Ana baba kaçınca, çocuk içerde kalır,
Toplanır tüm köylüler, kıskıvrak yakalanır.
Yakalarlar çocuğu, her şey orda netleşir,
KADI’nın kararıyla,idamı kesinleşir.
Vakti zamanı gelir, kurulur dar ağacı,
Saç yolmakta anası, ağlaşır acı acı.
İdamı kesinleşir, çıkarırlar sehpa’ya,
Son arzusu sorulur, demiş hasretim suya.
Hemen içerken suyu, anlamış hatasını,
Artık her şey bitmişti, çağırmış anasını.
Dinle anacığım dinle, ben artık gidiyorum,
Küpe olsun şu sözüm, şu sözü söylüyorum.
Söz başlamış çocuk, demiş ey anacığım,
Yumurtayla başladım, kuruldu dar ağacım.
Ayrılık vakti geldi, şöyle gel bir yanıma,
Şefkatli kollarını, sıkıca sar canıma.
Sırtımı sıvazladın, aslansın dedin bana,
Çaldığımı görmedin, hep inandım sana.
Komşunun ahırında, getirirdim yumurta,
Gözlerin hiç doymadı, yedirdin beni kurda.
Gece olunca beni, yatırmadın yatağa,
Korkmadın ki ALLAH’ tan, attın beni batağa.
Çok iyi biliyorum, artık ölümüm yakın,
Helallik istesem de, hiç üzülmeyin sakın.

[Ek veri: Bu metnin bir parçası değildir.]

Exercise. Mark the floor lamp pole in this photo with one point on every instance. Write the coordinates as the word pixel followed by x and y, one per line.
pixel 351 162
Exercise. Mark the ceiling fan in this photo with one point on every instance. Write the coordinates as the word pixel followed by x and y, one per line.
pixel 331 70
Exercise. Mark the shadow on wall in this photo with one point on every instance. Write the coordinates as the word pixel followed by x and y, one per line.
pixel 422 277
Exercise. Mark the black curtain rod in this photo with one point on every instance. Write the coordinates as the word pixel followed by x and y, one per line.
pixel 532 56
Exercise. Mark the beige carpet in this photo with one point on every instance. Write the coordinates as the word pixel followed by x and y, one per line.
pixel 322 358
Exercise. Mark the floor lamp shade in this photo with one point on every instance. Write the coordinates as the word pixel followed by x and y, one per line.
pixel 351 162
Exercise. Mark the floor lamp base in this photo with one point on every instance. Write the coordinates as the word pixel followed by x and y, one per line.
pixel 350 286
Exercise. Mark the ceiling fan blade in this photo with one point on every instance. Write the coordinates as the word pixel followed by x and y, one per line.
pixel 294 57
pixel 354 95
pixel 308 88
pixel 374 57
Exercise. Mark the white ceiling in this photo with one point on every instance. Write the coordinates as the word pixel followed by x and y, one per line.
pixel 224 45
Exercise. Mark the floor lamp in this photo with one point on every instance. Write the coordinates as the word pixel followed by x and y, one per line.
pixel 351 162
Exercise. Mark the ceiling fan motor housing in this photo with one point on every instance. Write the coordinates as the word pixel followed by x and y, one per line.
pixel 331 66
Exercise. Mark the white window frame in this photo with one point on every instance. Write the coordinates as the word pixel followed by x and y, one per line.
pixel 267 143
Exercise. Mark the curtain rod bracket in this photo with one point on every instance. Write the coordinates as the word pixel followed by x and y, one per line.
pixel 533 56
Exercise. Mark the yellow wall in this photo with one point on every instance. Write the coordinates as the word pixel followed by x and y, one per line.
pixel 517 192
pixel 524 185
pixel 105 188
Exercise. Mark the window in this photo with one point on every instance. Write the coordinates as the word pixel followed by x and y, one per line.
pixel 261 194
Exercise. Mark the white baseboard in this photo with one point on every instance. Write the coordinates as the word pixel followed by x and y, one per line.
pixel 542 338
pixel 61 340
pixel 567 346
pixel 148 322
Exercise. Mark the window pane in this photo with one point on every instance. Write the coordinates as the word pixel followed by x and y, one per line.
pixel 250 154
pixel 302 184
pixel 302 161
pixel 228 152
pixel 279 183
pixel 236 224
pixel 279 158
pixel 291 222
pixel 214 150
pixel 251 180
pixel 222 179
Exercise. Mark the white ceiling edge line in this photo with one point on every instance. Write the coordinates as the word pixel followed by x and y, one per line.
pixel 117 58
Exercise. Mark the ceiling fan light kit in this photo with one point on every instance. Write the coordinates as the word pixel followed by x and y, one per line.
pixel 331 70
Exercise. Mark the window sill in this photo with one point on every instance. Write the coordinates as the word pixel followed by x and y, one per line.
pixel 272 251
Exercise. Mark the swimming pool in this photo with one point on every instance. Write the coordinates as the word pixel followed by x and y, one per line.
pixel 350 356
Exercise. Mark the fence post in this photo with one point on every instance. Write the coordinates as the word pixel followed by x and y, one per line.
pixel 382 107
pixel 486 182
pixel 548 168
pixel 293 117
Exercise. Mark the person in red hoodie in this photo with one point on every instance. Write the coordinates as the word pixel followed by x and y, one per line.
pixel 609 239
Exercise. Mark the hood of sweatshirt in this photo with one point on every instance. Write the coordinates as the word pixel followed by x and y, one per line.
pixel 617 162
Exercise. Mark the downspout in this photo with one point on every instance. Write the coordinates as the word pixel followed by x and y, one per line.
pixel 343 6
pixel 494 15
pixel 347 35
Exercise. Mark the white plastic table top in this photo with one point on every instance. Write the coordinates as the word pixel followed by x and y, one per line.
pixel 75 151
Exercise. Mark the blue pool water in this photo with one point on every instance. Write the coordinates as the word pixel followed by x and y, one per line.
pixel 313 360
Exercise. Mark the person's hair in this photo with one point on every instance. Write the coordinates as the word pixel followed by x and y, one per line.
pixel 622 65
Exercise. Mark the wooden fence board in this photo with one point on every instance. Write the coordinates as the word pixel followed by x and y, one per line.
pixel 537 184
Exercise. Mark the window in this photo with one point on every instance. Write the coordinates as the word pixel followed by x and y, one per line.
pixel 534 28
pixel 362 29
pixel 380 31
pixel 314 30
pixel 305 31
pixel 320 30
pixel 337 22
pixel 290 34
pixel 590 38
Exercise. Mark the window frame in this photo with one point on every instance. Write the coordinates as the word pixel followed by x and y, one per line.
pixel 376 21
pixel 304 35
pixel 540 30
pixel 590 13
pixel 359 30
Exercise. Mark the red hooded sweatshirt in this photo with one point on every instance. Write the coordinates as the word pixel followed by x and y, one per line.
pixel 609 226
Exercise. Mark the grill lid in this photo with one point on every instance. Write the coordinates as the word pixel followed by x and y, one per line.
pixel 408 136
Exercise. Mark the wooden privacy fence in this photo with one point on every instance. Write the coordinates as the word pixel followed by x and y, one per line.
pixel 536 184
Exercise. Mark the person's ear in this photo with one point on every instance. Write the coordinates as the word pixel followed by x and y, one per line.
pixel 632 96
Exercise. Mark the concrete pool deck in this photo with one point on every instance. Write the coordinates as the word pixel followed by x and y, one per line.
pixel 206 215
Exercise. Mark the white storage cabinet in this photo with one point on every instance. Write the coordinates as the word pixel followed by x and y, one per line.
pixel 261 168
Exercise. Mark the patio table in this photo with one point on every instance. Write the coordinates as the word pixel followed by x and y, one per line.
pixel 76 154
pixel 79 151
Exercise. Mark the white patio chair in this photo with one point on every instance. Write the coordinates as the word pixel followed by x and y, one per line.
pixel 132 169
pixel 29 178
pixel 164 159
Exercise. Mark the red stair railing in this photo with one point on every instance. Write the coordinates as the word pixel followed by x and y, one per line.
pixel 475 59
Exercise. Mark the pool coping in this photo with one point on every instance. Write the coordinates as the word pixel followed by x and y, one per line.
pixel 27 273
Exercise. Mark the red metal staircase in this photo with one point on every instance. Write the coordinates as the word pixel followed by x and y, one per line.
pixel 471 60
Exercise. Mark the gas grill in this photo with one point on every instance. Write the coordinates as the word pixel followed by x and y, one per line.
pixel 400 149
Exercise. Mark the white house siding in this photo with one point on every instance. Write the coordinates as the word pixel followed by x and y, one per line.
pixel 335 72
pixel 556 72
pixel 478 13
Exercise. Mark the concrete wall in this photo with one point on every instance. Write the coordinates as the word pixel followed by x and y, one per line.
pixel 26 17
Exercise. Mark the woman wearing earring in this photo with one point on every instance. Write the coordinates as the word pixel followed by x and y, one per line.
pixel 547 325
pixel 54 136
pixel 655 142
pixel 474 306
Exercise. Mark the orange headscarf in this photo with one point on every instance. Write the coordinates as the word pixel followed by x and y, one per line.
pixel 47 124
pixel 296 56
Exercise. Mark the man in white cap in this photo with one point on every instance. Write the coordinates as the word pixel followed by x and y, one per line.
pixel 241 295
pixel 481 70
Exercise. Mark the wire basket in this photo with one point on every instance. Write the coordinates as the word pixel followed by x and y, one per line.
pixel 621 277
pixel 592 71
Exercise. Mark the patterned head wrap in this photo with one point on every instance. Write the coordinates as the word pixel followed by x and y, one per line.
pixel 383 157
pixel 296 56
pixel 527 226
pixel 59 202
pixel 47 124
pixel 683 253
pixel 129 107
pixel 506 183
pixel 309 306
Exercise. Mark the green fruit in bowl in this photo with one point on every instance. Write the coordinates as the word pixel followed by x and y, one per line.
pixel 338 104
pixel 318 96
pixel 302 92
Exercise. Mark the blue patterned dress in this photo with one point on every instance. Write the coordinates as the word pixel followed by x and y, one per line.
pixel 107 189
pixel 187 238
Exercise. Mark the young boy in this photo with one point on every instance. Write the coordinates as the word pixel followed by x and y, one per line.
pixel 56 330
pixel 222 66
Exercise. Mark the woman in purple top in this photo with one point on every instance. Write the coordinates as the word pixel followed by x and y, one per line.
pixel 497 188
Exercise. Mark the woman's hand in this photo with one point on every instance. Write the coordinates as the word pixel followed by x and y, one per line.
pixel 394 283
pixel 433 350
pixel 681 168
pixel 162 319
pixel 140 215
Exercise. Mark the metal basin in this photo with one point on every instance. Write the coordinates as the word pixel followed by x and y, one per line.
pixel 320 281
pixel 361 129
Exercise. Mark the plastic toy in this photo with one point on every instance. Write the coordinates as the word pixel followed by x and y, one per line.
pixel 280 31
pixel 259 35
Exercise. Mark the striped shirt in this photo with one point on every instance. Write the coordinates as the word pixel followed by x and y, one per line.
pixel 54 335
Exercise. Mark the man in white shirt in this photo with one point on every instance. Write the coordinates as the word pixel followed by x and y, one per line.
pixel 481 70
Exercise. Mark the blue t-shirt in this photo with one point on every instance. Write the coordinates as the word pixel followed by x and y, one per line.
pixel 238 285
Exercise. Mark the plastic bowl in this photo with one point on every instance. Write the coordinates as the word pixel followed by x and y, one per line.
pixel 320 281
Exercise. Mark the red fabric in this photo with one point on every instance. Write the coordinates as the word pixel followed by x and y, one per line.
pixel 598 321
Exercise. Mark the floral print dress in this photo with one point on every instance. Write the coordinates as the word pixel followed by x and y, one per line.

Bari uzat dilini, son bir kez öpmem lazım,
Belki şahidim olur, gerçek alemde lazım.
Ağlamaktaydı ana, sağa sola bakmakta,
Yaptığına pişmandı, gözyaşları akmakta.
Bir şey ararmış gibi, çıkardı mendilini,
Salya akan ağzında, uzattı o dilini.
Yumarak gözlerini, al işte budur dilim,
Sertçe ısırır çocuk, koparırı dilim dilim.
Parçalanmıştı dili, kan içindeydi ağzı.
Birden hatırlamıştı, namazdaki her farzı.
Ağzındaki parçayı, hemen tükürür yere,
Boynundaki ilmiği, oynatır bile bile.
Dedi ki ah anacığım, kırılaydı o elin,
Yapma deseydin bana, kopmayacaktı dilin.
Sonra halka bağırdı, anamın kirli dili,
Ateşe attı beni, ölüme diri diri.
Boynundaydı yaftası, okuyanlar akladı,
Emir geldi cellada, ipi ondan sakladı.
Korku içinde çocuk, beti benzi sarardı,
Çektiler sandalyeyi, tüm dünyası karadı.
Ne yazık ki astılar, artık akşam olmuştu,
Sabahın ilk güneşi, mezarına doğmuştu.
ERGAN’ın sözü tamam, hak yerini bulmuştu,
Dar ağacında bir genç, fidan gibi solmuştu.